To balance these competing demands, continuous improvement offers a way to maintain quality standards while cutting time and cost. It’s an approach based on an ongoing effort to improve your products or services and the processes to manufacture or provide them.
The potential value and impact of continuous improvement can be illustrated by considering this scenario: Imagine you have created an effective software product that meets an important need and is selling well in its target markets. In this situation, there is a temptation for developers to rest on their laurels and apply the “if it ain’t broke, don’t fix it” mindset.
However, the success of the product has attracted the interest of competitors, who invest in their own technology to improve its capabilities and deliver more value to their customers faster and cheaper. These impact your own market share and success, prompting you to innovate further – the problem is, your processes are lagging and you can’t turn your ideas into valuable updates for your customers quickly or reliably enough.
In contrast, an approach based on continuous improvement actively seeks to increase the value your software delivers to your customers and the way it’s developed. For instance, a process that frequently seeks user feedback, works to cut out unnecessary activities, and puts in place measures to reduce or avoid defects results in fewer support tickets later on.
Think of it this way: seventy percent of digital transformations slow or stall at some point, the primary and avoidable reason being exhaustion as people grow fatigued with the emphasis on change.
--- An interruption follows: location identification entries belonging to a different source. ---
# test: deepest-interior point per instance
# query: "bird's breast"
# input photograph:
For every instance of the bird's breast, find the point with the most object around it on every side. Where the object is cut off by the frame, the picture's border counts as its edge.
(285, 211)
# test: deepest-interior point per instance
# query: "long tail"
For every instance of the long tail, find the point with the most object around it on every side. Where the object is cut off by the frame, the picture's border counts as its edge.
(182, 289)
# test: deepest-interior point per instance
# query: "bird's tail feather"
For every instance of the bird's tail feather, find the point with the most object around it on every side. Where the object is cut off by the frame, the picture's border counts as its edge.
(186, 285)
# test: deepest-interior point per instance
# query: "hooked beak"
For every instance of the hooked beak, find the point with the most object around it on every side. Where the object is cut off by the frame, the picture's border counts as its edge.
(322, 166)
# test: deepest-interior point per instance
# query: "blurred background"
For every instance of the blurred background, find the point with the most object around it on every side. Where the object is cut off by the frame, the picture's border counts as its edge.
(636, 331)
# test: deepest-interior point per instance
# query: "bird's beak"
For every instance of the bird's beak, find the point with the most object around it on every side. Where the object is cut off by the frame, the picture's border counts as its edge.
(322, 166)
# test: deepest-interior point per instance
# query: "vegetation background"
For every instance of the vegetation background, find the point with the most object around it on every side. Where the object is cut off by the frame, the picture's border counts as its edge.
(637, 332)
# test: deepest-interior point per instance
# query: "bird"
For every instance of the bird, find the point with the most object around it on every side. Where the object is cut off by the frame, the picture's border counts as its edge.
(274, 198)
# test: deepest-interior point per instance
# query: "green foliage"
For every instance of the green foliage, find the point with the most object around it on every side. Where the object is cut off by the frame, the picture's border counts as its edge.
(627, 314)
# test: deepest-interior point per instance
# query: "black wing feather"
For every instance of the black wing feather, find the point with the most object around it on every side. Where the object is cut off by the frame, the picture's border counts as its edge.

The causes for that are fourfold: not enough commitment to start with, unclear organizational alignment, trying to plan everything up-front and trying to modernize systems in one collective effort before doing anything else.
A better approach is to understand first how your business needs to change to improve how employees and customers experience it. And then implement smaller changes that measurably increase the value delivered to customers – i.e., continuous improvement.
When focusing on continuous improvement for the first time, applying four basic principles can give the process a solid foundation for success. These include:
1. Value Stream Mapping 
Value stream mapping visualizes processes at an organizational level by showing the flow of actions and information required to create value for customers. It supports continuous improvement by helping identify key parts of processes that do not add value to the end product or service.
When key value streams have been mapped, the next step is to move forward with value stream management – a process of continual improvement that optimizes value streams to be more efficient, predictable, and reliable.
2. Eliminate Waste
Identifying and eliminating waste across key processes can significantly improve efficiency and reduce cost. Software development examples include issues relating to handoffs, having work items lying around and not being worked on, excessive Work in Process (WIP), overproduction (such as creating unnecessary features), and defects.
3. Root Cause Analysis
Root cause analysis is what you do to get to the bottom of a problem, finding the real cause rather than the symptoms. A simple and effective method starts by asking why a problem exists. Whatever the answer is, you then ask why that happens or is the case and keep going until you find the root cause however many ‘whys’ that requires.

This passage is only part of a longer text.